Should I bundle source and class files in the same JAR? - java

Separate Jars
When creating JAR files, I've always kept the source separate and offered it as an optional extra.
eg:
Foo.jar
Foo-source.jar
It seems to be the obvious way to do things and is very common. Advantages being:
Keeps binary jar small
Source may not be open / public
Faster for classloader? (I've no idea, just guessing)
Single Jar
I've started to doubt whether these advantages are always worth it. I'm working on a tiny component that is open-source. None of the advantages I've listed above were problems in this project anyway:
Classes + source still trivially small (and will remain that way)
Source is open
Class loading speed of this jar is irrelevant
Keeping the source with the classes does however bring new advantages:
Single dependency
No issues of version mismatch between source and classes
Developers using this jar will always have the source to hand (to debug or inspect)
Those new advantages are really attractive to me. Yes, I could just zip source, classes and even javadoc into a zip file and let clients of my component decide which they want to use (like Google do with the guava libraries) but is it really worth it?
I know it goes against conventional software engineering logic a little, but I think the advantages of a single jar file out-weigh the alternatives.
Am I wrong? Is there a better way?

Yes, I could just zip source, classes and even javadoc into a zip file and let clients of my component decide which they want to use (like Google do with the guava libraries) but is it really worth it?
Of course it is worth it! It takes about 2 seconds to do it, or just a few minutes to change your build scripts.
This is the way that most people who distribute sources and binaries handle this problem.
EDIT
It is not your perspective you need to consider. You have to think of this from the perspective of the people deploying / using your software.
They aren't going to use the source code on the deployment platform.
Therefore putting the source code in the binary JAR is a waste of disc space, slows down deployment and slows down application startup.
If they want to do something about it, they've got a problem. How do they rebuild the JAR file to get rid of the source code? How do they know what is safe to leave out?
From the deployer / user's perspectives, there are no positives, only negatives.
Finally, your point about people not being able to track source versus binary versions doesn't really hold water. Most people who would be interested in the source code are perfectly capable of doing this. Besides, there some simple things you can do to address the issue, like using JAR filenames that include your software's version number, or putting the version number into the manifest.

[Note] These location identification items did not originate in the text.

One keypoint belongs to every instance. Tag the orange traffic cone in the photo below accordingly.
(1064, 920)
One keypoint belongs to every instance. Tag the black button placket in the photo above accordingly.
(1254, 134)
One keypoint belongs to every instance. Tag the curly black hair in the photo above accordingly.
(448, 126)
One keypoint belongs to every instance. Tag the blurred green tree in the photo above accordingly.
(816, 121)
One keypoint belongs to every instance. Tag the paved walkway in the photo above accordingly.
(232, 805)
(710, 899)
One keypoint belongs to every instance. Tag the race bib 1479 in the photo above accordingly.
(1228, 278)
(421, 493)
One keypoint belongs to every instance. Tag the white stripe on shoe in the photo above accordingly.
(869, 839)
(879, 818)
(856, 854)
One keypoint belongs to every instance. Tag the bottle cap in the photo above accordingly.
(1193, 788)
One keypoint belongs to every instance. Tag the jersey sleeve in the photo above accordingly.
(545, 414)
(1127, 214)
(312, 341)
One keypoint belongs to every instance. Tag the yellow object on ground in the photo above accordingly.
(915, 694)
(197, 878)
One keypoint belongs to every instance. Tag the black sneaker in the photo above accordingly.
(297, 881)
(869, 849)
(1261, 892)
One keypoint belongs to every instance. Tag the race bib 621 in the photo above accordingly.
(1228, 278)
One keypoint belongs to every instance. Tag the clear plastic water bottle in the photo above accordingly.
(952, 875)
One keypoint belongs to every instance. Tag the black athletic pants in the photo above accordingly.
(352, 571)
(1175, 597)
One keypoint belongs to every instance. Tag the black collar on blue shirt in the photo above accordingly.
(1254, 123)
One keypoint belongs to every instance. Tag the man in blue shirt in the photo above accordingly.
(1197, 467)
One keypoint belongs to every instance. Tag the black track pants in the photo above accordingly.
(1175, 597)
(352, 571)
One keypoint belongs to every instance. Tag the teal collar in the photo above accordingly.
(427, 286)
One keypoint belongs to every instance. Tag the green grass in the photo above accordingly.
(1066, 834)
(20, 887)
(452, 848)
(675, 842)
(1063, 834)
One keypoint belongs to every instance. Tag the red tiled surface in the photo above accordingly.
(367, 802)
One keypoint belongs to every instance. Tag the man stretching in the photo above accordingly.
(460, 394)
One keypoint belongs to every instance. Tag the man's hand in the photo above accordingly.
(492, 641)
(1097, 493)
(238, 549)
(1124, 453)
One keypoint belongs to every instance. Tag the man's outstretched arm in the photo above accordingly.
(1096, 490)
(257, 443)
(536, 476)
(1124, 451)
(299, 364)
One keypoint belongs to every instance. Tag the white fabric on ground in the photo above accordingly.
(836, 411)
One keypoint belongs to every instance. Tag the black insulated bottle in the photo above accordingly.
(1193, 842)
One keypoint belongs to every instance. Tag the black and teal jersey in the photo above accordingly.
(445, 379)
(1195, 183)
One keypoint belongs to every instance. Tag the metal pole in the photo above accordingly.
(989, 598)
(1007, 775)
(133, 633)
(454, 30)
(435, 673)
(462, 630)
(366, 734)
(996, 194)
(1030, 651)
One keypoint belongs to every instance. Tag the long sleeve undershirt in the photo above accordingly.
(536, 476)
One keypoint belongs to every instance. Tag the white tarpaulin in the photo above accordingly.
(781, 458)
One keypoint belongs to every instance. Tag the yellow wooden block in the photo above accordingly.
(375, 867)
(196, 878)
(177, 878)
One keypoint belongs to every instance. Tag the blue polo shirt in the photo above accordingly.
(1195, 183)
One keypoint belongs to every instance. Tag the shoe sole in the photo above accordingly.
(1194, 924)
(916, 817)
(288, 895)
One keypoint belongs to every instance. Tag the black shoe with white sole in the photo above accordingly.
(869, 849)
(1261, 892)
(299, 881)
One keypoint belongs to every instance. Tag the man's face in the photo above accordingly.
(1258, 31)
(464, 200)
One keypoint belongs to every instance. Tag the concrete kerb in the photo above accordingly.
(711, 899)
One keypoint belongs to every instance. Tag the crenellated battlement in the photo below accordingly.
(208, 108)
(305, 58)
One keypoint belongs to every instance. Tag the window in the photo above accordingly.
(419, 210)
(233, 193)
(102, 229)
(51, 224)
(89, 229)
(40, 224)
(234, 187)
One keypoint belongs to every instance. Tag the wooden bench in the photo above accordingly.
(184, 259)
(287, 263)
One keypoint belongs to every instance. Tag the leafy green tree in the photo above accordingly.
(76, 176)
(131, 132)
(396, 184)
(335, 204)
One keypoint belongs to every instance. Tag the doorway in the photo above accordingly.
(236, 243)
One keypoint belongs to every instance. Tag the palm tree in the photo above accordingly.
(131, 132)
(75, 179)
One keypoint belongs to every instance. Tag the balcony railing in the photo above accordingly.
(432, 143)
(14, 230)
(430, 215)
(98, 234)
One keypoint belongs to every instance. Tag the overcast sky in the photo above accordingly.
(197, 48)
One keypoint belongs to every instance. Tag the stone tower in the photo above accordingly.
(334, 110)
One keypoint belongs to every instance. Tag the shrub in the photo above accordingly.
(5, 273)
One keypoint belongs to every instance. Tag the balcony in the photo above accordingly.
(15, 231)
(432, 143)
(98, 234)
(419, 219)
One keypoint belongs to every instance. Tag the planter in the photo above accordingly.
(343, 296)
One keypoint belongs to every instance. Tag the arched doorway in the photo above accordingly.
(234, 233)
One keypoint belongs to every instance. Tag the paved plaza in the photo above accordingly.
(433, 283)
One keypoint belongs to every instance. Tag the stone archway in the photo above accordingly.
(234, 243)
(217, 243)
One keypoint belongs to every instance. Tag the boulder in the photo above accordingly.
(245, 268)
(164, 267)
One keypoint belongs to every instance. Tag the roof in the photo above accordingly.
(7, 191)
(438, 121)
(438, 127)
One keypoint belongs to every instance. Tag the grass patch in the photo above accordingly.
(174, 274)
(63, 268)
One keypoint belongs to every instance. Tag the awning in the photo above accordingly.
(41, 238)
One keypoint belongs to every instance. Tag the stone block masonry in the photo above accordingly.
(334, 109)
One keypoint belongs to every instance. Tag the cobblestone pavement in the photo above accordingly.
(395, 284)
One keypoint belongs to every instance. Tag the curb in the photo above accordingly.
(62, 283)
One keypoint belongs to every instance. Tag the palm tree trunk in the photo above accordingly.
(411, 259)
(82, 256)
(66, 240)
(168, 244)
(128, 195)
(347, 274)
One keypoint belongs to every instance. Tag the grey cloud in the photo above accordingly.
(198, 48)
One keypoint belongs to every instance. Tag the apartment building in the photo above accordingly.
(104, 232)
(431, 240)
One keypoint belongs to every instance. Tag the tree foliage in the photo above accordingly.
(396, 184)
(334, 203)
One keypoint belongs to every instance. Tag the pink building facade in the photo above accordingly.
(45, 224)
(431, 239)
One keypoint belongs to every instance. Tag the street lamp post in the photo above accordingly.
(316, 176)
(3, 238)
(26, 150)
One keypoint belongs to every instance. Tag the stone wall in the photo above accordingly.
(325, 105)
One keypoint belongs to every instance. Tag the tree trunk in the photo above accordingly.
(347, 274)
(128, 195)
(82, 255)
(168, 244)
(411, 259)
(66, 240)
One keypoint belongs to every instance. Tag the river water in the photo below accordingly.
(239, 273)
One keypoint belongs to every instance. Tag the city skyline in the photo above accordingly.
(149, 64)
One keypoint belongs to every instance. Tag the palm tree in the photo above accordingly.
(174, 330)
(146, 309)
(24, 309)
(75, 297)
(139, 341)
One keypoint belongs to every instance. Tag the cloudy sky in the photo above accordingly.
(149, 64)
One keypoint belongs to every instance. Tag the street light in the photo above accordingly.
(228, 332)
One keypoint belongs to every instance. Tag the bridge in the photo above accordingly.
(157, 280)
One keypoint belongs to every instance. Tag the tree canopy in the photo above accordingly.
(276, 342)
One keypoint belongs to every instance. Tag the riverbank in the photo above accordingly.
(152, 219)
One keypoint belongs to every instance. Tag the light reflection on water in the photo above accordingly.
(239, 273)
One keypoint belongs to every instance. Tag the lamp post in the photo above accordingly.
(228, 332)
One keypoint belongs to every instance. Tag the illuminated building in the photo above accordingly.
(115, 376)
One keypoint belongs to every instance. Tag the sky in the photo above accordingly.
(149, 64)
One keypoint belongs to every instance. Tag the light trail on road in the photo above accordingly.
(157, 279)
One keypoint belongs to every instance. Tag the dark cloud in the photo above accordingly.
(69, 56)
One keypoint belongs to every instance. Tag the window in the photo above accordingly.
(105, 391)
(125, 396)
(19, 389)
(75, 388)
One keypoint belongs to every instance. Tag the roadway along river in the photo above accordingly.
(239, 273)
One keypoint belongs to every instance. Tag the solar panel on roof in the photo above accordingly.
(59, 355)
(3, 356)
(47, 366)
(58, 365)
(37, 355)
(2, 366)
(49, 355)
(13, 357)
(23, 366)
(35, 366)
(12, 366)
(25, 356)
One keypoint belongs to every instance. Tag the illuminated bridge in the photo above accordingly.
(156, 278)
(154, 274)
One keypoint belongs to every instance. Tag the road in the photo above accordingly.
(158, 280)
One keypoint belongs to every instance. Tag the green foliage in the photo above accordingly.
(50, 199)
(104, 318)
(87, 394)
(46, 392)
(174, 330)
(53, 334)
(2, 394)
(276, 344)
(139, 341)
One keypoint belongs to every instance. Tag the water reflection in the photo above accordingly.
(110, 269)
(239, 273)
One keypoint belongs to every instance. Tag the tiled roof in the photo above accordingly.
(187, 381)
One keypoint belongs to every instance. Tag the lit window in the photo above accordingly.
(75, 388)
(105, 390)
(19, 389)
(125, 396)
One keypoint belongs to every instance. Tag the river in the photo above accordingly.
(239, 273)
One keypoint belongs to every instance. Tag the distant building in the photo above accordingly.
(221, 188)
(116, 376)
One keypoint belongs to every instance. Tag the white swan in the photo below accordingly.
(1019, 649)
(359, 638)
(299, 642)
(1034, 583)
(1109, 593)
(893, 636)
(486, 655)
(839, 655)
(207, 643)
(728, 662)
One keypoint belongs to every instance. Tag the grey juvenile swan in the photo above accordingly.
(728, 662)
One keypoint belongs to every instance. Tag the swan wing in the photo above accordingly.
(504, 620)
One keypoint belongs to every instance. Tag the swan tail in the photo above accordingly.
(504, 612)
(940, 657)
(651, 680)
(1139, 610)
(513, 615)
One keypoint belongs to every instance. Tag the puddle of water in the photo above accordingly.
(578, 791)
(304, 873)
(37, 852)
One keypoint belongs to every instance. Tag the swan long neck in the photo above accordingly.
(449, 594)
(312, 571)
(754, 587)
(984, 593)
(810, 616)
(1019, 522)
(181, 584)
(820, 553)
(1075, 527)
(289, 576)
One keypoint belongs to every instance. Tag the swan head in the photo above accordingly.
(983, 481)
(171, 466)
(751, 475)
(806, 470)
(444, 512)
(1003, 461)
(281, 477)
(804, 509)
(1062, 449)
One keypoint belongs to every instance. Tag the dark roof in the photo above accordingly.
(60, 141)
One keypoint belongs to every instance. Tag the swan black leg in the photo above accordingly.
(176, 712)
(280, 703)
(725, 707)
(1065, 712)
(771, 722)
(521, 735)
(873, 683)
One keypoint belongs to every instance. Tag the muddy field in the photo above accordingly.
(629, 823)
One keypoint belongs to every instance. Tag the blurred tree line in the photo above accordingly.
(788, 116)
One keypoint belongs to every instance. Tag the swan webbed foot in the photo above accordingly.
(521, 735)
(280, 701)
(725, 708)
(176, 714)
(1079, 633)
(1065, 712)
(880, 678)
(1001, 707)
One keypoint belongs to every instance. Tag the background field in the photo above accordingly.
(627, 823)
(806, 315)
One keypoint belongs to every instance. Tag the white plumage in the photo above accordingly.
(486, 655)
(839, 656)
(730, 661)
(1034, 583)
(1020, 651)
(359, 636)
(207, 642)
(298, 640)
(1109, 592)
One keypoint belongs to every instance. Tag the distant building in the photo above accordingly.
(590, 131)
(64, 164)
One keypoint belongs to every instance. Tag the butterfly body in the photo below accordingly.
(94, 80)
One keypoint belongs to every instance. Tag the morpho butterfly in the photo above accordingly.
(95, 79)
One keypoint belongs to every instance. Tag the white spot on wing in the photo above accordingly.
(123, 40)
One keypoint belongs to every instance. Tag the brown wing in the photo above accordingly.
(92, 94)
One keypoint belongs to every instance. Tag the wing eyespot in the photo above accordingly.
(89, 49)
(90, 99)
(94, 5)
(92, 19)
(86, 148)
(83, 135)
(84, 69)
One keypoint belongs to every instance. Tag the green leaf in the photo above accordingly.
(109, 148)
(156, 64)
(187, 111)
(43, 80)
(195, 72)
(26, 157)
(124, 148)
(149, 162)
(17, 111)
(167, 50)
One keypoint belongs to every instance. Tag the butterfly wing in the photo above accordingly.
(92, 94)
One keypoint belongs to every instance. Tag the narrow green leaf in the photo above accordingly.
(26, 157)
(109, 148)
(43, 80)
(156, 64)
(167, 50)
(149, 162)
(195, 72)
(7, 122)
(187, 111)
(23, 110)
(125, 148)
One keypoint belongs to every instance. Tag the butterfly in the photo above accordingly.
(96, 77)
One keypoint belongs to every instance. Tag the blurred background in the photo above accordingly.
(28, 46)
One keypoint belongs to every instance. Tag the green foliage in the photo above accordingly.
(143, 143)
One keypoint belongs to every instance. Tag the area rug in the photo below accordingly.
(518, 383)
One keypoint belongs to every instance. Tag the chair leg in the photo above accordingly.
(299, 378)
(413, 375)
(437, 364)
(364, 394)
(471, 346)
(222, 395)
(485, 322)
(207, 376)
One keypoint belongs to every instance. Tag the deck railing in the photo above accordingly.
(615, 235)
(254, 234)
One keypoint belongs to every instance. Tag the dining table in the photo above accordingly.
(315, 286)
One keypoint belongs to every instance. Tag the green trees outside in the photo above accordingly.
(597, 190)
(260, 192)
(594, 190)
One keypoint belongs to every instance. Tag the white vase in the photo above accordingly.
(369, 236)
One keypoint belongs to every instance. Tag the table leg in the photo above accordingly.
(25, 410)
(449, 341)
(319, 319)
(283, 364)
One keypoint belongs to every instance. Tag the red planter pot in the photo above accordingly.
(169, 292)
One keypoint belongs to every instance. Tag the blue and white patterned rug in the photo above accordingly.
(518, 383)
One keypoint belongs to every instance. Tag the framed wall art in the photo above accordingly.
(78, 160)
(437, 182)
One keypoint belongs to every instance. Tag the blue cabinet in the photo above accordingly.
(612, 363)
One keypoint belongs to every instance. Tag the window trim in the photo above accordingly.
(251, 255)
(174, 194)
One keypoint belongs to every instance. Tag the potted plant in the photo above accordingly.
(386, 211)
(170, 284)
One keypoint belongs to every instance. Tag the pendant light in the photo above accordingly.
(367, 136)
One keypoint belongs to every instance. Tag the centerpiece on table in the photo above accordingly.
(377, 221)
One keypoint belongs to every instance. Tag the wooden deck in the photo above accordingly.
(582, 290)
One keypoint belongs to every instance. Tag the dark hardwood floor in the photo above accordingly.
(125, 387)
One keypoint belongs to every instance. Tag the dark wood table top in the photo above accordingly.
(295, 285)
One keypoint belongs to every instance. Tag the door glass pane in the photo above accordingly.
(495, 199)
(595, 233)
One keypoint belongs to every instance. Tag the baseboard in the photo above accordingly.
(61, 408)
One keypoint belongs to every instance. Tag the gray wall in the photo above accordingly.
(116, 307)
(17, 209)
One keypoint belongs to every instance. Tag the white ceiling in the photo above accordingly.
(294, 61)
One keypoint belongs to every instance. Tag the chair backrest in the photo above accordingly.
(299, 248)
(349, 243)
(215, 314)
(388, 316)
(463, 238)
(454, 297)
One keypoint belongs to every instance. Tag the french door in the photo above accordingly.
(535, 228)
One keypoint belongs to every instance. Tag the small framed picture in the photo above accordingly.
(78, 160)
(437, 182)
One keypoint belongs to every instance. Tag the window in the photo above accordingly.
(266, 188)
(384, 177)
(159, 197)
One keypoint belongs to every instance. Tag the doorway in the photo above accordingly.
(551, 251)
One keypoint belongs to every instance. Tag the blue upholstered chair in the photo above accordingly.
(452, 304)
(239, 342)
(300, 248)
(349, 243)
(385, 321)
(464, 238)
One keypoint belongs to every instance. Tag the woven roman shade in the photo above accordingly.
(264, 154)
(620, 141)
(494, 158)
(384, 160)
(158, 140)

I have just come across a potential pitfall for the java+classes in a single jar.
If you have java files in a jar and that jar is included in the classpath of a subsequent javac execution, you MUST make sure that the timestamps of the java file is less than the timestamp of the class file.
This scenario can happen when you copy/move the java or class files prior to packaging as a jar.
If the java file is newer than the class, then even though the java file is found on the classpath (rather than an argument to javac), javac will attempt to compile that java file and then potentially end up with duplicate class errors during the compilation stage.
For this reason I would recommend keeping the source in a separate jar to the class files.
Note that relevant flags in javac will not allow you to prefer class over source: http://docs.oracle.com/javase/7/docs/technotes/tools/windows/javac.html#searching

I prefer 'Separate Jars'.
Because binary class jar is for running on JVM, but source not. Source should be carefully maintained by your source control system(SVN). If source needs to release, zip it in separate jar. Many open source separates class jar and source one.

If you want others to test and inspect/improve your code then you can have your source with the binaries. If not, keep the source away from the jar.

How small is small and why should your jar act differently from others?
Unless you have a very good reason why your jar should have the sources, not simply debugging but something specific to this one jar then I'd say no, choice is best.
I say this because if your jar should not be different from other, then you have to work on the assumption that others should do the same as you. If so, the size of the jar is not important, because its duplicated over all "small" jars. Then my WAR is much bigger than needed which, admittedly is not a massive issue, but is not something I would chose for production when I can download sources in DEV so easily.

Related

Altering open source code

Assume that I am using an open source jar file in my project which is of size 11mb. But I am not utilizing this jar fully (I'll never utilize in the future too). I know that I just need couple of classes from this jar which does my job. In such case, can I just delete the other classes in the jar file and use it?
I'll make sure that whatever the classes remain in the jar is complete by itself. Meaning, these classes do not depend on any other classes in the jar. So Can I just remove the unwanted classes in the jar so that the jar file gets reduced? If I do this job, it it legal? Am I allowed to do such stuff and use in my project?
SmartGWT appears to use the LGPL licence. This means you can link to it even in a proprietary closed-source application without the need to release your source code if you distribute it.
However, this freedom may not apply if you modify the library.
A program that contains no derivative of any portion of the Library, but is designed to work with the Library by being compiled or linked with it, is called a "work that uses the Library". Such a work, in isolation, is not a derivative work of the Library, and therefore falls outside the scope of this License.
It could be argued that chopping out bits of the library creates a derivative work even though you've not altered the source code itself, but IANAL.
Of course, if you are not distributing your project (for example, it's an internal business application for your company) then I don't believe the requirement to release your source code applies even with a derivative work.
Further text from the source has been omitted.